A new way of thinking for a new age is a lofty goal. It’s true that the prominence of creative thinking has skyrocketed in the last century or so but in reality, people have always had to be creative. Necessity is the mother of invention didn’t just appear out of nowhere. People have always had to think on their feet and be on the bleeding edge of technology no matter how primitive technology was at the time. Only now is this way of thinking being glorified. Supply and demand existed long before global economies and the information age, it’s just a matter of perspective. 

High tech and high touch is just a prettier way of saying what people have been doing sense the dawn of time. Thinking otherwise is highly ignorant and pitiable. Sure, technology and social climates have changed but the wants and needs haven’t. People have and will continue to want bigger better and cheaper.  

If it’s taken the world this long to realize that empathy and general powers of perception are important to all walks of life then something is very wrong. People need to be able to reason just as much as they need to be able thinking critically. Understanding is just as the application, if you can’t apply it practically then clearly your missing something and you need to rethink how you’re going about the task.  

Reading this has me extremely frustrated, the author has presented this new high thinking like it’s the greatest thing since sliced bread. People weren’t automatons that could only focus on a single task without any room for growth or change. That’s just not how the world works. People are always growing and changing, adapting to new stimuli and needs. Nothing about that is revolutionary or new it’s all about the practicality, Shakespeare couldn’t have done what he did without the finical backing he got from his sponsor and the only reason he got that backing was because he was really good at what he did and his work as incredibly important. 

It’s the same thing with graphic designers and artist today. The work is important and if it want up to quality standards then you flop. Though this argument can be applied to every field of work, blue and white collar. It’s not left or right brain thinking that gets you places it’s how you practically apply all your knowledge and experiences.             

Hara Response

What I’m getting from this essay is that Art, or in our case design, is intrinsically linked with history. The phrase “Life imitates Art far more than Art imitates Life” from Oscar Wilde comes to mind. One can’t exist without the other. Art allows us to express ourselves and speak out against injustices in the world and life provides us with motivation and inspiration for art.  

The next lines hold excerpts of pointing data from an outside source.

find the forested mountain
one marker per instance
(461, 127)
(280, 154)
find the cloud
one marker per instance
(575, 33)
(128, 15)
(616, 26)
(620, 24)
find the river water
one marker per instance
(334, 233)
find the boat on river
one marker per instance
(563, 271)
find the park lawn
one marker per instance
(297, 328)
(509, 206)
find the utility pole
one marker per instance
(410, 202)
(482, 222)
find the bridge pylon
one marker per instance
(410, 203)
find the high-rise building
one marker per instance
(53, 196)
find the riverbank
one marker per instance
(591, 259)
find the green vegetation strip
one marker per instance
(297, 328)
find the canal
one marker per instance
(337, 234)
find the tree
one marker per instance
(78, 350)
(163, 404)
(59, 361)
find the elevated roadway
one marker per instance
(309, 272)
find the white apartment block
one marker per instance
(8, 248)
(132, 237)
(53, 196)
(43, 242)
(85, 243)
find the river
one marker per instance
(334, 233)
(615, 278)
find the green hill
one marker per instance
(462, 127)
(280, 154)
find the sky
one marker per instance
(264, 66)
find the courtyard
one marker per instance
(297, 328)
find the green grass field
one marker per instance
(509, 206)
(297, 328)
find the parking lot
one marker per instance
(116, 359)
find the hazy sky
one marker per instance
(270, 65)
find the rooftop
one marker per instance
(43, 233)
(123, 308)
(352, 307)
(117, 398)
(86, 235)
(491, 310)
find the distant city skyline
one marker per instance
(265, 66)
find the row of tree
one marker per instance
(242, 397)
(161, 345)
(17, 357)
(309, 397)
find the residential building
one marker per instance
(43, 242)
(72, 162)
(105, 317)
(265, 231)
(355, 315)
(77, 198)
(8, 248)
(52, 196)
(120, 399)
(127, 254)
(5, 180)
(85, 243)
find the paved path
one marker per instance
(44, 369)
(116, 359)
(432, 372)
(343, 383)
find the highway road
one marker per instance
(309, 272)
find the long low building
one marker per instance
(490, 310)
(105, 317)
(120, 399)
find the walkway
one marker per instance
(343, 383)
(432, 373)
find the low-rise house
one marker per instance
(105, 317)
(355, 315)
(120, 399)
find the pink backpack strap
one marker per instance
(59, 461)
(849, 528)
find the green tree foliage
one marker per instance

Hara touched on a really important subject when it comes to the distribution and availability of art throughout history. Before the invention of the printing press and crude factory machines “art” was produced by hand by master craftsmen that spent their entire life’s perfecting their craft. With the introduction of mass production and industrialization created this massive new school of thought. No longer would it take months of tireless crafting and shaping to produce a new piece of furniture instead a factory could produce hundreds in a month. Scribes would no longer have to spend months transcribing texts for a single recipient instead the printing press could produce a library in half the time.  

The availability of information and art skyrocketed within months. With things like the Printing Press Martin Luther’s reformation of the church wouldn’t have been possible. The 95 Theses would have been torn down and forgotten, the bibles German translation would never have been publicized. Religion as we know it and by extension art might be completely different to what we have today. Only can we consider mass produced works to be art? Are the first books produced by the Printing Press comparable to the beauty and penmanship of hand transcribed texts of old? Where is the line in the sand drawn? 

People keep pushing for newer and better without appreciating what came before. Through the creation of new mediums, we move farther and farther from our roots. We create fantastic and mindboggling things the human brain can barely comprehend. Ones and zeros come together to for images and texts for us to appreciate and we do but we don’t understand it. You can sit in front of a screen for hours at a time but when asked to explain how it works most people will just stare at you like you asked them to build a rocket from scratch. Granted a rocket is a bit extreme but most people nowadays can’t even draw their own face. We appreciate art but can no longer produce its most simple forms without the assistance of some sort of machine.  

As humans we have created a power vacuum in creativity and filled the void with machines. In our quest for new and amazing horizons we’ve ignored the fact that we won’t be able to cross the first ocean we come across. Essentially just because its new doesn’t mean it’s better. Infact as a society we have created a perception that nothing can ever be new. We see the past as a barrier to overcome not a resource to learn from.  People always say that if we don’t learn history is doomed to repeat itself if we don’t learn from it but that way of thinking is very limited. We shouldn’t be afraid of our past mistakes instead we should grow and learn from them.  

Art is the same way, if we ignore it we gain nothing, if we continually push for the future we fall farther behind. We need to stop and smell the metaphorical roses. We need to stop worrying about what’s right around the corner because we might miss what’s right in front of us. Art is all about the experience and how we let it affect our perception of reality and the world around us.